Purpose The prognosis for type 4 and large type 3 gastric cancer (GC) is extremely poor, especially in elderly patients (≥ 75 years). To improve the prognosis of these types of GC, we performed a phase I study to determine the recommended dose (RD) of S-1 combined with neoadjuvant radiotherapy. Methods Patients with clinically resectable type 4 and large type 3 GC were enrolled to successive cohorts in a conventional 3 + 3 design. Three dose levels were designed, as follows: level 0: S-1 60 mg/m2/day on Days 1-14; level 1: S-1 80 mg/m2/day on Days 1 -14; level 2: S-1 80 mg/m2/day on Days 1-14 and Days 22-35. The starting dose was level 1. Radiotherapy was delivered at a total dose of 40 Gy in fractions for 4 weeks. Results Ten patients were enrolled from July 2014 to August 2018. Six patients were registered at level 1, and one patient developed a dose limiting toxicity as gastric stenosis (grade 3). Two of four patients enrolled at level 2 developed dose limiting toxicity (inability to receive S-1 for hematological reasons). Therefore, the RD was determined as level 1. All patients underwent the protocol surgery; one patient underwent R1 resection because of positive peritoneal washing cytology. There were no treatment-related deaths, and the pathological response rate was 80%. The 5-year overall- and progression-free survival rates were both 60.0%. Conclusion The RD was determined as level 1. A phase II trial using the RD should be initiated.

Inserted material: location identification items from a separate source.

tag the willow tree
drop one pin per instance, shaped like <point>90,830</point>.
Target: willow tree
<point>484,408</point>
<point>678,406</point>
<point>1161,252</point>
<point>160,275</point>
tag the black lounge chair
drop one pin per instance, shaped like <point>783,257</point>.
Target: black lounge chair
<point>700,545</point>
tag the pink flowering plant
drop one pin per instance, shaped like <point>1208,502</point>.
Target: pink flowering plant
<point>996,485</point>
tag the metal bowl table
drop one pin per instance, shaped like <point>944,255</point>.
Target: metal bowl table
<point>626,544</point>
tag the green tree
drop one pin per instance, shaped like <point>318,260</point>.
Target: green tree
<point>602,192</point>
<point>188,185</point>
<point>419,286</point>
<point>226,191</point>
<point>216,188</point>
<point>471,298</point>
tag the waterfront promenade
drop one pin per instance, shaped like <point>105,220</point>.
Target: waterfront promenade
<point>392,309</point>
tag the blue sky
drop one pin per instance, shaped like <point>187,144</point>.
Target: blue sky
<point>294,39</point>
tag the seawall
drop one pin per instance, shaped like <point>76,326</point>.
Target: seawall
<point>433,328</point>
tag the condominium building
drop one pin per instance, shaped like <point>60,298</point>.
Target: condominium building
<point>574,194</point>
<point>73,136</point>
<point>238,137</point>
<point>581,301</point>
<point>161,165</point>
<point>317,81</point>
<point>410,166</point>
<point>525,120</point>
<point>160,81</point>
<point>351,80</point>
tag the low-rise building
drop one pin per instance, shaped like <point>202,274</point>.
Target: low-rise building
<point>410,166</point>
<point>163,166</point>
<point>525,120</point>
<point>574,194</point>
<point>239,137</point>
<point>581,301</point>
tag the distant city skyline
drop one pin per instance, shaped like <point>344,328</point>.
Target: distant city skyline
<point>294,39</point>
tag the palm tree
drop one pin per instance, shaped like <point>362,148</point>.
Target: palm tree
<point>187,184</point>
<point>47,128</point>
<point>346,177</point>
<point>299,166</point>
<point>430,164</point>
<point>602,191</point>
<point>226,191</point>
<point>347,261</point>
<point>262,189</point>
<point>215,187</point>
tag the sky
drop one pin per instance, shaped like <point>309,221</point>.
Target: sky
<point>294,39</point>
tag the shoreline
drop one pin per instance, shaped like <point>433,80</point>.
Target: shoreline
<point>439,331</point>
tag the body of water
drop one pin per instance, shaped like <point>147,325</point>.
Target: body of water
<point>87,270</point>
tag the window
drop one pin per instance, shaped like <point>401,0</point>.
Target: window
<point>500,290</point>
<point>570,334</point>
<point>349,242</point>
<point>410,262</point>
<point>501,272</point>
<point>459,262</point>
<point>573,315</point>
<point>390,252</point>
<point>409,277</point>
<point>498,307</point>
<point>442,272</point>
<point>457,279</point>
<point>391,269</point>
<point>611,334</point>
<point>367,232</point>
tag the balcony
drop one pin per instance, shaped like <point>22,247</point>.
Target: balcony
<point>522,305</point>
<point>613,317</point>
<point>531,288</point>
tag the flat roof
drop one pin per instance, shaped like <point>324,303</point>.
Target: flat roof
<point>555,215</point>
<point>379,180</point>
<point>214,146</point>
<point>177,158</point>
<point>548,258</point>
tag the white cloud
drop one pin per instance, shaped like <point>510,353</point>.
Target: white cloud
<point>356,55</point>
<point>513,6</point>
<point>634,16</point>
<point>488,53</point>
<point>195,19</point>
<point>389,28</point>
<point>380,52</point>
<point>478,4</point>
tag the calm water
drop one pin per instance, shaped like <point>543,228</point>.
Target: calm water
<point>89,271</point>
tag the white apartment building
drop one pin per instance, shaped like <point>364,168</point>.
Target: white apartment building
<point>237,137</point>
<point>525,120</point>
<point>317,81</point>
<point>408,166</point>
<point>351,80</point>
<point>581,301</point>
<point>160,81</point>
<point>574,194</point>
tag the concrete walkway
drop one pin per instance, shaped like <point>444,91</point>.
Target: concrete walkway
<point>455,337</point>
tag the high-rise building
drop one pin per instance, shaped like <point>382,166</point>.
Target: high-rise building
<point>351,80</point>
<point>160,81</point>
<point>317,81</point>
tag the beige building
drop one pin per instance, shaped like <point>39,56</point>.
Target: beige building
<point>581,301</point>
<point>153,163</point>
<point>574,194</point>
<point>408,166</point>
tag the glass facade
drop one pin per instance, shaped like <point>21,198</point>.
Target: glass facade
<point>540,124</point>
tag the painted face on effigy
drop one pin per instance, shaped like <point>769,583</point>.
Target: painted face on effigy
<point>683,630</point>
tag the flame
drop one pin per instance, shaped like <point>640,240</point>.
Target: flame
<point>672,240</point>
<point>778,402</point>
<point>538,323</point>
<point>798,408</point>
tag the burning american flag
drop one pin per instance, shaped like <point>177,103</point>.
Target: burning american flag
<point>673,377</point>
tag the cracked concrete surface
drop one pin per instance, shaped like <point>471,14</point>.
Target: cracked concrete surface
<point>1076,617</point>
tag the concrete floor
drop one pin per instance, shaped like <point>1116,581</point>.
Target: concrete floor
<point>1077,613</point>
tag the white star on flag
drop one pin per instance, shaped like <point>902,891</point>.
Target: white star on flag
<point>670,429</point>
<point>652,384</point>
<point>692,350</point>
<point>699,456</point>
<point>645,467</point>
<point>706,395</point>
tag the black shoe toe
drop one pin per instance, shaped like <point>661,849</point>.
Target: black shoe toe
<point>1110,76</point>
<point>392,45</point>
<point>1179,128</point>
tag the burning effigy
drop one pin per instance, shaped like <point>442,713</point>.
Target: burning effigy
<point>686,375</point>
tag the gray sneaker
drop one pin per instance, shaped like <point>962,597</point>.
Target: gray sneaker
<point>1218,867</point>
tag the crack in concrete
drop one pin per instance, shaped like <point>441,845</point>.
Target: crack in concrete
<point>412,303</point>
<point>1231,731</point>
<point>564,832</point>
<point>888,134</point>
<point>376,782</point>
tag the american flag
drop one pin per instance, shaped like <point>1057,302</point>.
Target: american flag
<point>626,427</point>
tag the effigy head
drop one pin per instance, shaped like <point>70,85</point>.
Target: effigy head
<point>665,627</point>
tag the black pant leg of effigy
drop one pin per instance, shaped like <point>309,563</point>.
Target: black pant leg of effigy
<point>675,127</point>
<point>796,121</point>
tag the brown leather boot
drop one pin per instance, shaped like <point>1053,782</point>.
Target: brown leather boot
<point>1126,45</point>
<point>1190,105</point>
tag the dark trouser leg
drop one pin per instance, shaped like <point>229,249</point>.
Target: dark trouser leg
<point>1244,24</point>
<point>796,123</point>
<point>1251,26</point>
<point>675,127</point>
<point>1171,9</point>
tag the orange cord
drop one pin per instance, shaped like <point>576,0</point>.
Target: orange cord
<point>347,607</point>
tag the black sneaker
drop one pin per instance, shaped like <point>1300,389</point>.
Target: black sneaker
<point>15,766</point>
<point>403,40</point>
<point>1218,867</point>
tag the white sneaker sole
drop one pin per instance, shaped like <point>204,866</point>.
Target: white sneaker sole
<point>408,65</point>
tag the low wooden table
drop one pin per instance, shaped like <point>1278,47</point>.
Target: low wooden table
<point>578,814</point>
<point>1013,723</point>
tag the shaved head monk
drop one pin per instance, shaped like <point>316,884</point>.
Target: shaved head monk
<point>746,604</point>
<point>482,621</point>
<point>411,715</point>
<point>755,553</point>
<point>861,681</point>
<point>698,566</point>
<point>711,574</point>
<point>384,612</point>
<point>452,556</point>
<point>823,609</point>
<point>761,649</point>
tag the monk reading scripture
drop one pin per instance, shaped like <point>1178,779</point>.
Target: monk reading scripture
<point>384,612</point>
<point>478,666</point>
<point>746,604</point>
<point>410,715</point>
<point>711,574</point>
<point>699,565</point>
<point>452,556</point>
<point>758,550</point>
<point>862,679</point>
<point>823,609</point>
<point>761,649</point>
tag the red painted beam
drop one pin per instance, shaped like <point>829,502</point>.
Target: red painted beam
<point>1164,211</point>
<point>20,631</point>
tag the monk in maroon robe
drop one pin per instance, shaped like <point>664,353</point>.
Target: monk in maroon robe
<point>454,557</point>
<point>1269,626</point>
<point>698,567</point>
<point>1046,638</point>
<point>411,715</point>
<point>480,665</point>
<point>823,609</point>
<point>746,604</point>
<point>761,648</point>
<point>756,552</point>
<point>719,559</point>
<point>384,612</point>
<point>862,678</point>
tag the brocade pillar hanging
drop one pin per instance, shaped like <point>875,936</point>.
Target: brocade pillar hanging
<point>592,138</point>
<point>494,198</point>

S-1新辅助放化疗治疗75岁及以上高龄患者临床可切除的4型或大3型胃癌的I期研究(OGSG1303)。
目的4型和大3型胃癌(GC)预后极差,尤其是老年患者(≥75岁)。为了改善这些类型胃癌的预后,我们进行了一项I期研究,以确定S-1联合新辅助放疗的推荐剂量(RD)。方法采用常规的3 + 3设计,将临床可切除的4型和较大的3型胃癌患者纳入连续队列。设计了3个剂量水平:0水平:S-1 60 mg/m2/day,第1-14天;一级:S-1 80 mg/m2/天,第1 -14天;第2级:S-1 80 mg/m2/天,第1-14天和第22-35天。起始剂量为1级。放疗总剂量为40gy,分次进行,持续4周。结果10例患者于2014年7月至2018年8月入组。6名患者注册为1级,1名患者出现剂量限制性毒性,如胃狭窄(3级)。4名患者中有2名患者出现剂量限制性毒性(因血液学原因无法接受S-1)。因此,RD被确定为level 1。所有患者均接受常规手术;1例患者因腹膜冲洗细胞学阳性而行R1切除术。无治疗相关死亡,病理反应率为80%。5年总生存率和无进展生存率均为60.0%。结论RD为1级。应启动使用RD的II期试验。
本文章由计算机程序翻译,如有差异,请以英文原文为准。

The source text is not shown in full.